Ngati Rangiwewehi and Tapuika suffered greatly during the 1860s war, he said.
The Crown later established the Native Land Court which created unfortunate consequences for both iwi.
Mr Finlayson said the settlements would help "right the wrongs of the past" and the iwi and the wider community could look forward to a stronger future.
Ngati Rangiwewehi and Tapuika will each receive financial redress of $6 million and specific cultural redress packages.
This included a co-governance arrangement over the Kaituna River for Tapuika and the return of culturally significant sites such as Hamurana Springs to Ngati Rangiwewehi.
"The Government is committed to resolving all historical treaty grievances in a timely and durable way," Mr Finlayson said.
"These settlements are an important step towards resolving historical claims in the Bay of Plenty region."

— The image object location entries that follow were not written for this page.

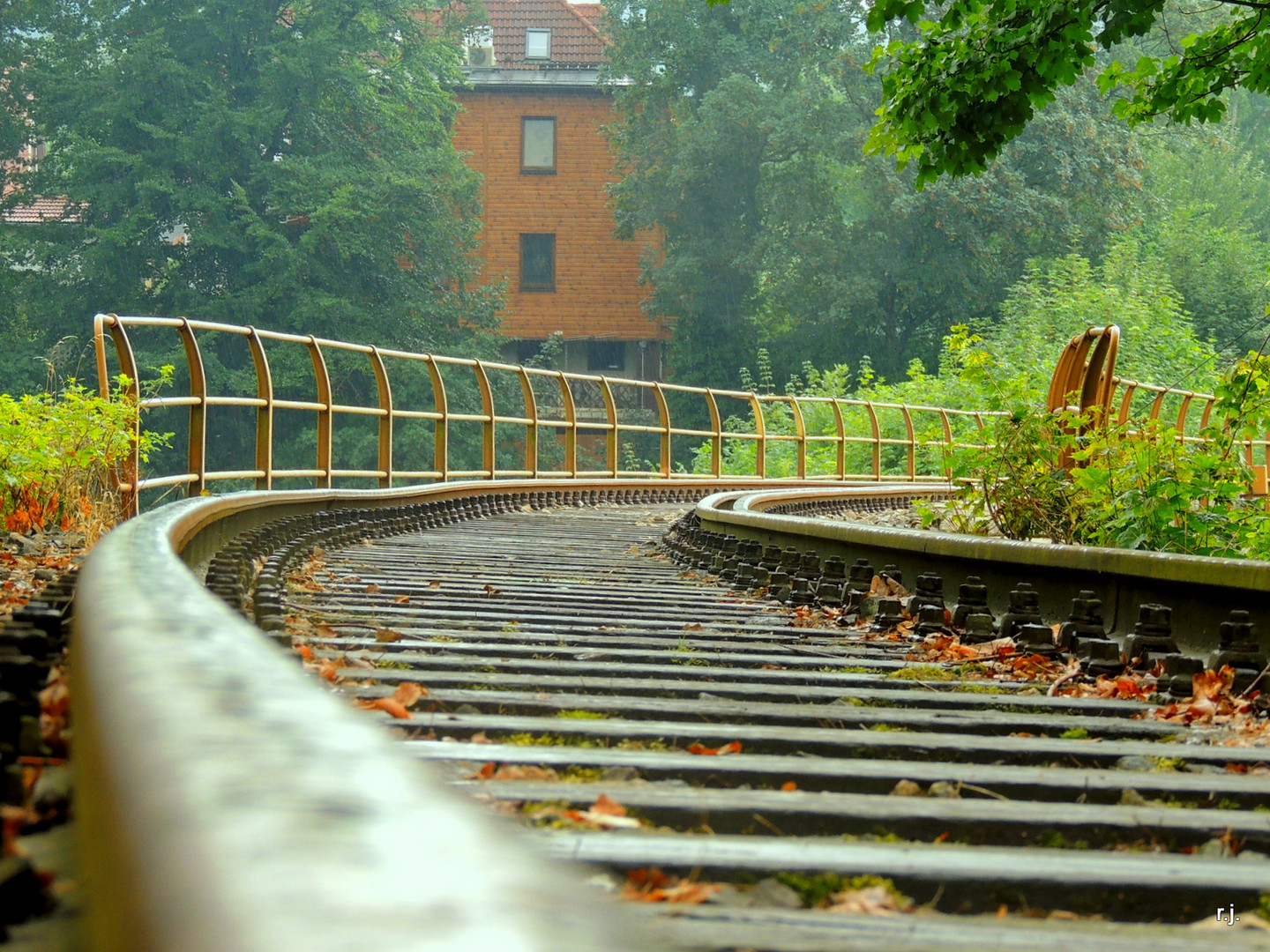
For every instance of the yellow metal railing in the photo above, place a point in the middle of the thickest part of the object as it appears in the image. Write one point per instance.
(564, 417)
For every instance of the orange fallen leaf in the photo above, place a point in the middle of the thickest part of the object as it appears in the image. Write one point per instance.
(385, 703)
(733, 747)
(608, 805)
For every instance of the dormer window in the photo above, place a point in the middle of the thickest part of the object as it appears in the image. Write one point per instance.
(537, 43)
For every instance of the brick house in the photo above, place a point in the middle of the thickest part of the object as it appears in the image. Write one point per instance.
(531, 124)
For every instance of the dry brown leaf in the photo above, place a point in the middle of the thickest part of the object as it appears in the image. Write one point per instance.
(385, 703)
(409, 693)
(871, 900)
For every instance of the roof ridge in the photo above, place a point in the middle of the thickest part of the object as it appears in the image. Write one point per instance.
(586, 23)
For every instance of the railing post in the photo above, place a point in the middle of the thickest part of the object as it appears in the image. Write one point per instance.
(947, 443)
(322, 378)
(441, 432)
(571, 432)
(531, 432)
(912, 443)
(759, 437)
(130, 498)
(385, 390)
(197, 442)
(487, 433)
(663, 410)
(611, 438)
(800, 432)
(263, 414)
(716, 439)
(841, 426)
(877, 446)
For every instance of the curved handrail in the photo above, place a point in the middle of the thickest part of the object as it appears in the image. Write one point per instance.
(569, 418)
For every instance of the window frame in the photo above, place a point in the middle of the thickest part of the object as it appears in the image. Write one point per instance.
(556, 130)
(539, 287)
(596, 362)
(537, 29)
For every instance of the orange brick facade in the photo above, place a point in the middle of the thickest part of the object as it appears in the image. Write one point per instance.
(597, 292)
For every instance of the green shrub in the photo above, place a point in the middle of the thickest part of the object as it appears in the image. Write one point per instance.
(58, 453)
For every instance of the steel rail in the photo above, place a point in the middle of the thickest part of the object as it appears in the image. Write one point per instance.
(1200, 589)
(562, 660)
(211, 814)
(228, 802)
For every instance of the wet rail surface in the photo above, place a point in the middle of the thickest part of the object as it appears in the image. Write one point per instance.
(565, 657)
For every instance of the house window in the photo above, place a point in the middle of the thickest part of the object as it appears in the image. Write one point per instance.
(537, 144)
(606, 355)
(537, 262)
(537, 43)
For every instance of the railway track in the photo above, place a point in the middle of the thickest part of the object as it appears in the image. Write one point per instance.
(573, 673)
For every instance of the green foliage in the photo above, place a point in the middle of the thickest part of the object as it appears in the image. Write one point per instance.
(975, 74)
(57, 455)
(285, 167)
(1137, 485)
(739, 141)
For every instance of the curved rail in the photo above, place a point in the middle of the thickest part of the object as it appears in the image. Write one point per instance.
(220, 815)
(219, 818)
(1200, 589)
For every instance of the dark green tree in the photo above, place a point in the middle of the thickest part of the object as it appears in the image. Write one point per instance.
(286, 165)
(741, 140)
(979, 70)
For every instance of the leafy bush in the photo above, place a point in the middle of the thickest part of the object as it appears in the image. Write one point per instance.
(57, 455)
(1139, 485)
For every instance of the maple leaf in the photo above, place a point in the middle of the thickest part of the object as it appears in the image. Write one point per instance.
(733, 747)
(871, 900)
(385, 703)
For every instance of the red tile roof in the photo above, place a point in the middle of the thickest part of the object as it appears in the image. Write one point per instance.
(589, 11)
(40, 211)
(574, 38)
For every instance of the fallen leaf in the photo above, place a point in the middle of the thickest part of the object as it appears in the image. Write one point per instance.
(871, 900)
(733, 747)
(409, 693)
(608, 805)
(385, 703)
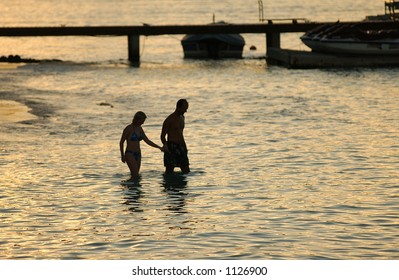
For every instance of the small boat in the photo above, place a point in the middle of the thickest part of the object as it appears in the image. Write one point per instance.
(213, 45)
(349, 39)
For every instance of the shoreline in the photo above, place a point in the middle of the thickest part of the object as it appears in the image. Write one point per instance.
(13, 111)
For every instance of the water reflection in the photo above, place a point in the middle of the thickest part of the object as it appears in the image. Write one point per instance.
(175, 186)
(132, 195)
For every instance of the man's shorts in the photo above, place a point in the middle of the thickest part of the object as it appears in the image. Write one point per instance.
(177, 155)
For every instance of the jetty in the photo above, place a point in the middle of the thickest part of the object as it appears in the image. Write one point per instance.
(271, 28)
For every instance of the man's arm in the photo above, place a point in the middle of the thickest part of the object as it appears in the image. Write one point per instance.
(165, 127)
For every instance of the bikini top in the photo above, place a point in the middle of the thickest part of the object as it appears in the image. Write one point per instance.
(135, 137)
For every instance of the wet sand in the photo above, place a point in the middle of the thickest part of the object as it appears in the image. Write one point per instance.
(12, 111)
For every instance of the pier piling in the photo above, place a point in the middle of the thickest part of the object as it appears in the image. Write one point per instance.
(134, 49)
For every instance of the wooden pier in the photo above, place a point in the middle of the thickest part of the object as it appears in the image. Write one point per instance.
(272, 29)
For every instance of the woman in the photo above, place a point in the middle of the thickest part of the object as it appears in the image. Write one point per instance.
(133, 134)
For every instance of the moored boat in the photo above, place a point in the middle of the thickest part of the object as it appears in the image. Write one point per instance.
(352, 39)
(213, 45)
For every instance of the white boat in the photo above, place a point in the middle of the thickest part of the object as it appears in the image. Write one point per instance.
(340, 38)
(213, 45)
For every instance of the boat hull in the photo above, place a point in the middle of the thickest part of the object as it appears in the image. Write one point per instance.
(353, 47)
(213, 46)
(342, 38)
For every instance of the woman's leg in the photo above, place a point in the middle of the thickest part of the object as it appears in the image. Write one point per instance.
(134, 166)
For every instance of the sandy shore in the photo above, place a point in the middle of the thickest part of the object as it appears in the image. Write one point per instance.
(12, 111)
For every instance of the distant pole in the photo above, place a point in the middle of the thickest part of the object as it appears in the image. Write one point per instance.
(134, 49)
(261, 18)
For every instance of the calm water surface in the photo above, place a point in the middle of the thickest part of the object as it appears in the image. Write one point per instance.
(286, 164)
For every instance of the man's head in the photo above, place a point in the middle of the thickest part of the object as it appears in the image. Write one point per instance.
(182, 106)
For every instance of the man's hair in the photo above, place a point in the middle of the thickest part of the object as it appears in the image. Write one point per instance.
(181, 102)
(139, 116)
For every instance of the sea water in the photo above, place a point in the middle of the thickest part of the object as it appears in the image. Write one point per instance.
(286, 164)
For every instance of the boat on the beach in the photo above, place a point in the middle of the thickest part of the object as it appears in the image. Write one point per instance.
(341, 38)
(213, 45)
(352, 39)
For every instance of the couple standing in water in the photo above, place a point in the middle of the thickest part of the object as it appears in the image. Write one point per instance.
(174, 146)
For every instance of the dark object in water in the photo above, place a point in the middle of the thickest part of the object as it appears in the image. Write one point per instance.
(213, 45)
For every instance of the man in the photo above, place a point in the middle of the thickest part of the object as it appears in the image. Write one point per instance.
(175, 148)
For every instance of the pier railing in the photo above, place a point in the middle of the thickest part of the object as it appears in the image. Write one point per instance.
(133, 33)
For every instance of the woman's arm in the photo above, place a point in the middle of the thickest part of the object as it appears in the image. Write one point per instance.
(121, 144)
(148, 141)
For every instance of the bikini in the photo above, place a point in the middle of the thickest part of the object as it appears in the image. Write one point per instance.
(135, 138)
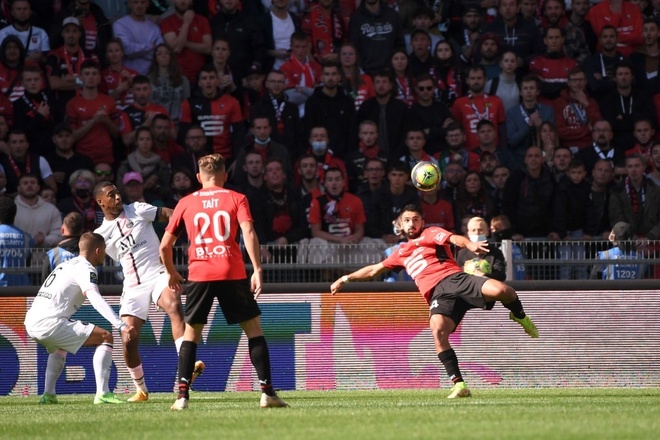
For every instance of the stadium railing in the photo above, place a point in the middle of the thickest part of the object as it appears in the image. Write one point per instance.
(309, 262)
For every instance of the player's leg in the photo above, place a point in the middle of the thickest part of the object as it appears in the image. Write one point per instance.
(494, 290)
(54, 368)
(260, 358)
(199, 300)
(441, 327)
(102, 362)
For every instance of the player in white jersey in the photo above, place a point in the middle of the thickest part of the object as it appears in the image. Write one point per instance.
(131, 240)
(49, 319)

The deeds were ratified by Ngati Rangiwewehi and Tapuika members.
The settlement is the ninth signed by the Crown this year.
Ngati Rangiwewehi chief executive Kahuariki Hancock said on the iwi's website that while it was not possible to be fully compensated, the settlement would provide redress in recognition of its historical grievance and toward restoring the relationship between iwi and the Crown.
Nobody was available for comment from Tapuika.